Secure Secrets at Rest

  • Enable etcd encryption: Use Kubernetes’ Static Encryption at Rest to encrypt secrets in etcd with a KMS key (e.g., AWS KMS, HashiCorp Vault).

Avoid Environment Variables

  • Mount secrets as files instead of environment variables. This limits exposure:
    volumes:
    - name: db-secrets
      secret:
        secretName: db-creds
    containers:
    - name: app
      volumeMounts:
      - name: db-secrets
        mountPath: /secrets
        readOnly: true  # Prevent modification

Use External Secret Managers

For production, avoid relying solely on Kubernetes Secrets.

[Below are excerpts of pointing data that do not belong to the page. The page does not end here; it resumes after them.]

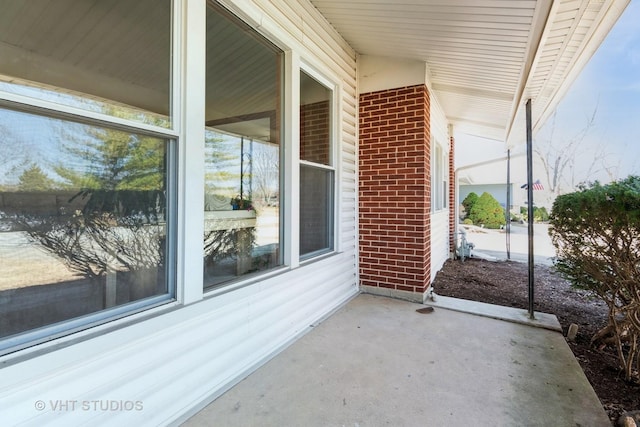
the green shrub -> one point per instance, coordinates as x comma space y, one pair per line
596, 233
488, 212
540, 214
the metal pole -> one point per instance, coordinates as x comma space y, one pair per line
508, 213
530, 205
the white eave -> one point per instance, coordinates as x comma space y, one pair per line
485, 58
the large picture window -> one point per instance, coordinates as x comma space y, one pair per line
242, 148
90, 55
317, 174
87, 179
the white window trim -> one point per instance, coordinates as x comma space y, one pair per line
330, 81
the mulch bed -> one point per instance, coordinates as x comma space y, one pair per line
506, 283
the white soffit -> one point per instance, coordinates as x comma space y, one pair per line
484, 57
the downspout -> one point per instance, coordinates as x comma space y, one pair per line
530, 206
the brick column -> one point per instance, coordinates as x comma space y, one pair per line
395, 196
452, 196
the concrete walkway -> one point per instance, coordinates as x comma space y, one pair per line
379, 362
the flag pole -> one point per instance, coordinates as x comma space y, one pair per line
530, 206
508, 214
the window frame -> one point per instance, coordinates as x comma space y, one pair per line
173, 136
330, 83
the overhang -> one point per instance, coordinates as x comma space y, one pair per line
484, 58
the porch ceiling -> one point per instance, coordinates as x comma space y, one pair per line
485, 58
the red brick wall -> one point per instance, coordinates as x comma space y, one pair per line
452, 195
395, 182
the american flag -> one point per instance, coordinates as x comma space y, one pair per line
536, 185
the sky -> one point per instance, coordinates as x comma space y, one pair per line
609, 85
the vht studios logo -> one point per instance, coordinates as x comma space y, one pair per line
102, 405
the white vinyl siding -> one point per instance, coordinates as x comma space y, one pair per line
176, 358
440, 213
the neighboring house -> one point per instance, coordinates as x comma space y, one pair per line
187, 186
498, 191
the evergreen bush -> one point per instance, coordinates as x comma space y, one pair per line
596, 233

Use tools like:

  • HashiCorp Vault: Manages secrets with dynamic rotation, access control, and auditing.
  • AWS Secrets Manager / GCP Secret Manager: Cloud-native secret storage with auto-rotation.
  • Sealed Secrets: Encrypt secrets so they can be safely committed to Git (decrypted only in the cluster).

Restrict Access with RBAC

Use Role-Based Access Control (RBAC) to limit who can view secrets:

# Example: Allow "dev-team" to view secrets in "dev" namespace
apiVersion: rbac.authorization.k8s.io/v1
kind: Role
metadata:
  namespace: dev
  name: secret-reader
rules:
- apiGroups: [""]
  resources: ["secrets"]
  verbs: ["get", "list"]
---
apiVersion: rbac.authorization.k8s.io/v1
kind: RoleBinding
metadata:
  name: dev-secret-reader
  namespace: dev
subjects:
- kind: Group
  name: dev-team
  apiGroup: rbac.authorization.k8s.io
roleRef:
  kind: Role
  name: secret-reader
  apiGroup: rbac.authorization.k8s.io

5. Ignoring Security Best Practices

What’s the Mistake?

Overlooking foundational security practices: running containers as root, skipping security contexts, missing network policies, or using unpatched images.

Why It’s a Problem

  • Root privileges: A compromised container with root access can escape to the host node.
  • Unrestricted network access: Without network policies, any pod can communicate with any other pod, increasing the attack surface.
  • Outdated images: Vulnerabilities in base images (e.g., alpine:3.7 with known CVEs) are a common entry point for attacks.

How to Avoid It

Run Containers as Non-Root

Use securityContext to enforce non-root users and restrict privileges:

securityContext:
  runAsUser: 1000          # Non-root UID
  runAsGroup: 3000         # Non-root GID
  runAsNonRoot: true       # Block root execution
  readOnlyRootFilesystem: true  # Make root filesystem read-only
  allowPrivilegeEscalation: false  # Prevent privilege escalation

Enforce Pod Security Standards

Replace deprecated PodSecurityPolicy with Pod Security Standards (PSS):

  • Privileged: Unrestricted (avoid for production).
  • Baseline: Prevents known privilege escalations (e.g., no root).
  • Restricted: Strictest—enforces non-root, read-only filesystems, etc.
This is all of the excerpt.